戦略とプロセスを明確化した事業デザイン:
自らに選択肢があることを知りながら「できない」を「できる」に!
【経営・戦略C】
2016年11月14日(月)
行政でもKPI という用語が用いられるようになってきていることは、前回までの記事の中でもお知らせした通りです。首相官邸が作成した資料に目を通してみると、「KPI」として次のような記載があります。
上記はいずれも将来の市場規模、メタボ人口、健康寿命に対する「理想の姿」であり目標値ですね?これを見ればわかる通り、政府ではKPIを目標における達成指標として使用しています。
ところで、KPIが現在のように戦略の実行プロセスにおける指標として位置づけられるようになったのには、バランス・スコアカードの登場が大きく影響したようです。ちょっと調べてみると、KPIに対する考え方は、過去から何度か変わってきたようです。
以前には、産業別の成功要因として考えられていた時代もあったようです。でも、産業別の成功要因というとKSF(Key Success Factor)という用語がありますね? 後に、先に示したような組織目標における達成指標という考え方が出てきたようです。
繰り返しますが、現在のように戦略を実行していく際のプロセスそのものに注目し、戦略の実行プロセスにおける指標間の関係性の中でKPIをとらえるようになったのは、バランス・スコアカードが大きく影響しています。
「指標間の関係性の中で・・・」という意味は、(バランス・スコアカードの説明になりますが)KPI以外にもKGI(Key Goal Indicator)やCSF(Critical Success Factor)という指標の中で、ということです。これらの関係性を簡単に説明すると、まず「戦略目標」と訳されるKGIがあり、それを実現させる重要成功要因があります。
この重要成功要因がCSF(Critical Success Factor)と呼ばれているのです。

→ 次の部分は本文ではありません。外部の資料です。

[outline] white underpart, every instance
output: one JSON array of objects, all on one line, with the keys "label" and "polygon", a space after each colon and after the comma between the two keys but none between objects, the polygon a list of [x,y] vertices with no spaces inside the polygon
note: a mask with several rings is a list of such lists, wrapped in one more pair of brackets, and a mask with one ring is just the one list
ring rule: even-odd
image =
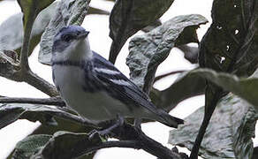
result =
[{"label": "white underpart", "polygon": [[95,68],[95,70],[100,73],[106,73],[106,74],[112,74],[112,75],[120,74],[119,72],[117,72],[114,70],[108,70],[105,68]]},{"label": "white underpart", "polygon": [[95,121],[115,118],[118,114],[133,117],[129,108],[106,92],[87,93],[83,90],[84,71],[71,65],[53,66],[55,84],[68,106],[83,117]]}]

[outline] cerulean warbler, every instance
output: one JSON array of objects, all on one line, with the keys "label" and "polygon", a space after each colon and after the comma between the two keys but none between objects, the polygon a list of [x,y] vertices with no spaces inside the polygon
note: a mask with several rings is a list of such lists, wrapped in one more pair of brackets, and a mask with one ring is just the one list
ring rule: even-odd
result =
[{"label": "cerulean warbler", "polygon": [[183,123],[157,109],[111,63],[92,51],[88,33],[81,26],[69,26],[54,38],[53,80],[68,106],[95,123],[118,115],[154,119],[171,127]]}]

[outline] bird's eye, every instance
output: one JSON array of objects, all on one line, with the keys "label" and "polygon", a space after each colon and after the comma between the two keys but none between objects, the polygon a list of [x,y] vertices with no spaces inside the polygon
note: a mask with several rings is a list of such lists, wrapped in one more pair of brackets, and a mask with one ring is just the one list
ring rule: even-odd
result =
[{"label": "bird's eye", "polygon": [[63,36],[63,40],[67,42],[70,42],[72,40],[72,36],[70,34],[64,34]]}]

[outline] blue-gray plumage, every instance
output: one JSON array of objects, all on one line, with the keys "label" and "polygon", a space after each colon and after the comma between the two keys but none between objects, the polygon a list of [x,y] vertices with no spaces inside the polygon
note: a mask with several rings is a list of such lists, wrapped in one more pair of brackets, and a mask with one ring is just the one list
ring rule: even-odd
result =
[{"label": "blue-gray plumage", "polygon": [[177,127],[183,120],[157,109],[111,63],[92,51],[88,32],[63,27],[52,48],[53,80],[66,104],[93,122],[125,117],[149,118]]}]

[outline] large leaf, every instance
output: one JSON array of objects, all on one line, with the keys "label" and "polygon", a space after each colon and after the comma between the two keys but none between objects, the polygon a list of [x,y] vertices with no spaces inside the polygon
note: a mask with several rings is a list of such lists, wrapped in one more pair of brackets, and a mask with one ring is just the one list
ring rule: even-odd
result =
[{"label": "large leaf", "polygon": [[64,118],[80,124],[89,124],[87,120],[81,118],[70,110],[60,107],[41,105],[41,104],[24,104],[24,103],[0,103],[0,129],[15,122],[18,119],[27,119],[30,121],[40,121],[46,124],[53,123],[51,117]]},{"label": "large leaf", "polygon": [[170,111],[183,100],[203,94],[204,88],[203,78],[192,72],[183,72],[171,87],[159,92],[160,100],[155,103]]},{"label": "large leaf", "polygon": [[41,41],[39,61],[50,64],[53,38],[64,26],[80,25],[87,12],[90,0],[62,0],[57,4],[56,14],[45,29]]},{"label": "large leaf", "polygon": [[[185,118],[185,125],[170,133],[169,142],[193,148],[204,114],[204,107]],[[249,159],[253,154],[258,114],[252,105],[231,94],[222,98],[215,110],[200,148],[203,158]]]},{"label": "large leaf", "polygon": [[216,0],[211,16],[213,22],[201,42],[201,66],[231,72],[254,60],[258,50],[258,2]]},{"label": "large leaf", "polygon": [[254,72],[252,78],[248,79],[238,78],[236,75],[224,72],[218,73],[209,69],[198,69],[192,71],[191,73],[203,77],[224,89],[232,92],[252,103],[258,110],[258,79],[256,78],[258,77],[258,71]]},{"label": "large leaf", "polygon": [[24,29],[27,26],[32,26],[37,15],[44,8],[52,4],[54,0],[18,0],[18,3],[23,12],[23,26]]},{"label": "large leaf", "polygon": [[158,19],[174,0],[118,0],[110,17],[110,36],[113,40],[110,61],[116,58],[126,40]]},{"label": "large leaf", "polygon": [[126,58],[131,80],[148,92],[156,68],[166,59],[171,49],[175,46],[197,42],[196,29],[207,22],[198,14],[177,16],[143,35],[133,37]]},{"label": "large leaf", "polygon": [[51,138],[51,135],[39,134],[25,138],[16,144],[12,158],[27,159],[37,153]]},{"label": "large leaf", "polygon": [[[57,3],[53,3],[41,11],[36,18],[31,34],[28,55],[31,55],[35,46],[39,43],[45,27],[49,23],[50,18],[55,12],[56,4]],[[23,14],[21,12],[15,14],[1,24],[0,50],[15,50],[19,54],[24,35],[22,16]]]}]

そして、その重要成功要因(CSF)を評価する指標としてKPIが存在するのです。KGIとKPIの橋渡しをするのがCFSであり、KPIはKGIを達成するための具体的な推進指標でもあるのです。
私、関口なりに図にして示すと次のようになります。
KGIという戦略目標を目的とし、その戦略目標を達成する手段としての成功要因を多く列挙してみた成功要因の中で最も重要と思われるが重要成功要因(CSF)です。また、その要因に対して業績評価をするための指標がKPIとなるのです。
バランス・スコアカードでは、視点毎に「戦略目標→重要成功要因→業績評価指標」の流れで設定していきます。例えば、KGIが「マーケティング投資の効率化」としましょう。この場合、CSFの一つが「新規顧客獲得コスト減」となるならば、一人当たりの新規獲得コスト(円)がKPIとなります。

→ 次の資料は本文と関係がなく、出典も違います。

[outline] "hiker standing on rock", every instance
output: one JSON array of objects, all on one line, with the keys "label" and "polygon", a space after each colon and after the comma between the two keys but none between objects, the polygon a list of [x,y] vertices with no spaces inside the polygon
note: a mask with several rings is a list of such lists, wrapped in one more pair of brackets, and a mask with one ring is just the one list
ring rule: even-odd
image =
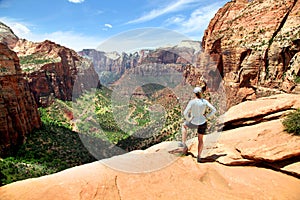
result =
[{"label": "hiker standing on rock", "polygon": [[[182,143],[186,147],[187,128],[197,129],[198,132],[198,156],[197,162],[201,162],[201,152],[203,149],[203,135],[206,134],[207,118],[215,114],[216,108],[207,100],[202,98],[202,89],[194,88],[195,98],[190,100],[183,114],[186,121],[182,126]],[[210,113],[204,115],[206,107],[210,108]]]}]

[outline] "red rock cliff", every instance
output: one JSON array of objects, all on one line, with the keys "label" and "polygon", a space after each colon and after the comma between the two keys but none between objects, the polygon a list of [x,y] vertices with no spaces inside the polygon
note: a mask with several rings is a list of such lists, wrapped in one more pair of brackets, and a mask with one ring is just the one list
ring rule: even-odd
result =
[{"label": "red rock cliff", "polygon": [[72,100],[72,96],[97,87],[99,78],[91,61],[74,50],[51,41],[34,43],[19,40],[14,47],[21,67],[39,106],[51,99]]},{"label": "red rock cliff", "polygon": [[34,97],[17,54],[0,43],[0,156],[9,155],[41,125]]},{"label": "red rock cliff", "polygon": [[217,63],[228,106],[264,88],[293,90],[300,75],[299,10],[297,0],[235,0],[210,21],[202,46]]}]

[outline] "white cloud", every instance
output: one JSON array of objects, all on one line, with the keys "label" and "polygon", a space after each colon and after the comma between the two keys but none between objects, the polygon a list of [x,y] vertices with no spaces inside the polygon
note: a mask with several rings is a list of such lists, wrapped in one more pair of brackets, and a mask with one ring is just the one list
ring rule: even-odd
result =
[{"label": "white cloud", "polygon": [[7,17],[0,18],[0,21],[9,26],[18,37],[20,37],[21,35],[26,36],[31,34],[31,31],[29,29],[30,25],[22,21],[10,19]]},{"label": "white cloud", "polygon": [[127,24],[135,24],[135,23],[150,21],[161,15],[184,9],[185,5],[194,3],[197,1],[199,2],[199,0],[177,0],[176,2],[170,3],[163,8],[153,9],[150,12],[146,13],[145,15],[143,15],[139,18],[127,22]]},{"label": "white cloud", "polygon": [[[72,31],[57,31],[38,36],[36,39],[41,41],[39,38],[41,38],[42,40],[51,40],[57,44],[66,46],[76,51],[80,51],[82,49],[95,49],[97,45],[99,45],[103,41],[102,38],[85,36],[79,33],[74,33]],[[35,40],[35,38],[32,39]]]},{"label": "white cloud", "polygon": [[84,0],[68,0],[71,3],[83,3]]},{"label": "white cloud", "polygon": [[52,33],[38,34],[30,29],[33,27],[32,25],[28,25],[22,21],[18,21],[17,19],[0,18],[0,21],[9,26],[19,38],[24,38],[33,42],[51,40],[76,51],[80,51],[84,48],[95,49],[97,45],[103,41],[102,38],[85,36],[72,31],[56,31]]},{"label": "white cloud", "polygon": [[107,28],[112,28],[111,24],[104,24],[104,26],[107,27]]},{"label": "white cloud", "polygon": [[189,36],[201,36],[207,28],[210,20],[217,13],[218,9],[224,5],[225,1],[217,2],[211,5],[200,7],[194,10],[187,19],[169,18],[165,21],[166,26],[175,25],[176,30]]},{"label": "white cloud", "polygon": [[184,20],[185,20],[185,17],[182,15],[174,16],[174,17],[167,19],[165,21],[165,24],[166,25],[180,24],[180,23],[184,22]]}]

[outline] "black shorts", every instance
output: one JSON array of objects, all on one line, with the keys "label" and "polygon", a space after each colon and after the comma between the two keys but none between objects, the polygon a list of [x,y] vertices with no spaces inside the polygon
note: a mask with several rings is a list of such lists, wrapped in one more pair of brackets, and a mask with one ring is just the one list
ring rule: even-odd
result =
[{"label": "black shorts", "polygon": [[202,134],[202,135],[206,134],[207,122],[205,122],[204,124],[201,124],[201,125],[195,125],[195,124],[192,124],[191,122],[186,121],[186,122],[184,122],[184,125],[186,125],[190,129],[197,129],[198,134]]}]

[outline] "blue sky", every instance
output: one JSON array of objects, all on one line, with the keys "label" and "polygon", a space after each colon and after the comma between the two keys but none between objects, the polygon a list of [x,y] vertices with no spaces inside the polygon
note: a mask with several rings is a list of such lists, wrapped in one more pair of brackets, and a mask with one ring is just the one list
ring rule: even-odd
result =
[{"label": "blue sky", "polygon": [[[159,28],[201,41],[228,0],[0,0],[0,21],[20,38],[52,40],[74,50],[97,48],[133,30]],[[132,32],[133,31],[133,32]],[[157,39],[161,37],[156,34]],[[166,43],[172,43],[172,39]],[[161,45],[164,45],[163,43]]]}]

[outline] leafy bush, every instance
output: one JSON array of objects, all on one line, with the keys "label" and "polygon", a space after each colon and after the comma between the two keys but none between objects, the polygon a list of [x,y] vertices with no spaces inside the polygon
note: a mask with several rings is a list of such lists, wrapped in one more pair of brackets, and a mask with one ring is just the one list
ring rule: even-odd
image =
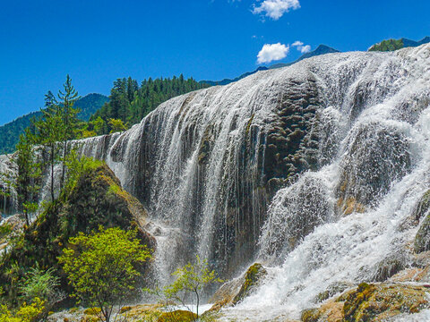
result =
[{"label": "leafy bush", "polygon": [[59,285],[60,278],[54,274],[53,268],[47,271],[31,268],[22,280],[19,291],[24,301],[39,298],[52,306],[64,297],[57,289]]},{"label": "leafy bush", "polygon": [[166,320],[181,320],[176,318],[179,312],[176,310],[178,306],[185,307],[189,312],[193,313],[192,308],[187,304],[187,301],[191,300],[196,305],[196,314],[193,315],[193,313],[187,316],[187,318],[192,317],[190,320],[198,321],[199,306],[203,289],[214,283],[224,282],[217,276],[214,270],[209,269],[207,259],[202,260],[198,255],[195,258],[195,264],[188,263],[172,274],[176,279],[170,285],[164,287],[162,290],[144,289],[145,292],[158,297],[161,304],[168,309],[169,314],[165,318]]},{"label": "leafy bush", "polygon": [[133,293],[141,275],[136,267],[150,258],[136,233],[101,226],[88,235],[80,233],[69,240],[69,248],[58,258],[74,288],[73,296],[100,308],[100,312],[94,313],[102,321],[109,322],[114,308],[120,309]]},{"label": "leafy bush", "polygon": [[0,322],[35,322],[45,309],[45,302],[34,298],[30,304],[23,303],[15,313],[6,305],[0,306]]}]

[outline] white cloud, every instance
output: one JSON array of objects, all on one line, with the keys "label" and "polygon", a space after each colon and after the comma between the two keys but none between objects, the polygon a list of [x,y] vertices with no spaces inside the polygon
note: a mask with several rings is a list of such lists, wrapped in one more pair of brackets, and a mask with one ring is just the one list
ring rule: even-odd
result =
[{"label": "white cloud", "polygon": [[302,54],[309,53],[311,51],[311,46],[310,45],[304,46],[304,45],[305,44],[303,42],[297,40],[297,41],[295,41],[291,46],[297,47],[297,50]]},{"label": "white cloud", "polygon": [[300,8],[298,0],[264,0],[259,6],[254,7],[253,13],[264,13],[267,17],[278,20],[290,9]]},{"label": "white cloud", "polygon": [[310,45],[304,46],[302,47],[300,51],[302,52],[302,54],[309,53],[311,51],[311,46]]},{"label": "white cloud", "polygon": [[303,46],[304,44],[301,41],[295,41],[291,46],[296,47],[296,46]]},{"label": "white cloud", "polygon": [[289,52],[289,46],[278,44],[265,44],[257,55],[258,64],[271,63],[285,58]]}]

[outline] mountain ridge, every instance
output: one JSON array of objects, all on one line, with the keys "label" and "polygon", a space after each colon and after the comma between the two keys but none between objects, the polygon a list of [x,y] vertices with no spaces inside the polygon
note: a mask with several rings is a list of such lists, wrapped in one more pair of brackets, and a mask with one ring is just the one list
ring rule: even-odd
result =
[{"label": "mountain ridge", "polygon": [[[82,121],[88,121],[98,109],[99,109],[109,98],[102,94],[90,93],[78,99],[75,107],[81,109],[78,117]],[[30,124],[33,117],[41,115],[40,111],[34,111],[19,116],[0,126],[0,154],[7,154],[14,151],[21,133]]]},{"label": "mountain ridge", "polygon": [[430,43],[429,36],[426,36],[418,41],[411,40],[407,38],[401,38],[400,39],[390,38],[372,45],[368,51],[393,51],[409,47],[418,47],[428,43]]},{"label": "mountain ridge", "polygon": [[291,63],[279,63],[279,64],[272,64],[269,67],[267,66],[260,66],[258,67],[256,70],[253,71],[253,72],[245,72],[243,73],[242,75],[236,77],[236,78],[234,78],[234,79],[224,79],[222,80],[201,80],[200,83],[205,83],[205,84],[208,84],[208,85],[211,85],[211,86],[217,86],[217,85],[228,85],[232,82],[235,82],[235,81],[237,81],[237,80],[240,80],[245,77],[248,77],[257,72],[260,72],[260,71],[267,71],[267,70],[270,70],[270,69],[276,69],[276,68],[282,68],[282,67],[286,67],[286,66],[290,66],[296,63],[298,63],[304,59],[306,59],[306,58],[310,58],[310,57],[314,57],[314,56],[316,56],[316,55],[325,55],[325,54],[331,54],[331,53],[340,53],[339,50],[337,49],[334,49],[334,48],[331,48],[331,47],[328,47],[326,45],[319,45],[316,49],[309,52],[309,53],[305,53],[304,55],[302,55],[298,59],[291,62]]}]

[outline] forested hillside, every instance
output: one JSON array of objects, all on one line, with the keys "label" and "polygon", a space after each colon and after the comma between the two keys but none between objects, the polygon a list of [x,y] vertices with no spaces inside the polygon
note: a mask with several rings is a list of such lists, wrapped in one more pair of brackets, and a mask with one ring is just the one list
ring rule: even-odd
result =
[{"label": "forested hillside", "polygon": [[172,79],[159,78],[144,80],[141,85],[131,77],[117,79],[110,91],[109,102],[97,111],[90,119],[96,121],[100,117],[104,123],[102,133],[112,131],[110,119],[121,120],[127,126],[135,124],[154,110],[159,104],[178,95],[209,87],[199,83],[193,78],[185,80],[181,74]]},{"label": "forested hillside", "polygon": [[[98,109],[99,109],[109,99],[101,94],[88,94],[78,99],[75,107],[81,112],[78,117],[82,121],[88,121]],[[18,117],[16,120],[0,126],[0,154],[12,153],[15,150],[15,145],[18,143],[20,134],[30,124],[30,120],[38,118],[41,112],[32,112],[26,115]]]}]

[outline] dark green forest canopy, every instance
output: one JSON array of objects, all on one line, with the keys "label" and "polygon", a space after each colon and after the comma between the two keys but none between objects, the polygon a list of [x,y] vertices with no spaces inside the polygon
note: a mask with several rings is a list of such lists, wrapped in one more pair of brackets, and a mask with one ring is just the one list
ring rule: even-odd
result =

KPIについての考え方は、バランス・スコアカードにより今のカタチになったのですね?次回の「KPIとプロセス4」はこちら!
このようにKPIについては、考え方が時間の経過と共に変わってきたのです。
今回は、KPIの説明に際し、KGIやCSFなどの横文字を多用したので、理解しづらかったかもしれせん。次回の「KPIとプロセス4」でもKPIやバランス・スコアカードの話を続けます。
年間売上10億円規模の中小企業の新規事業向け
勝てる(新規)事業の戦略とマーケティング
「損益構造の見える化」で収益最大化を目指すポイント!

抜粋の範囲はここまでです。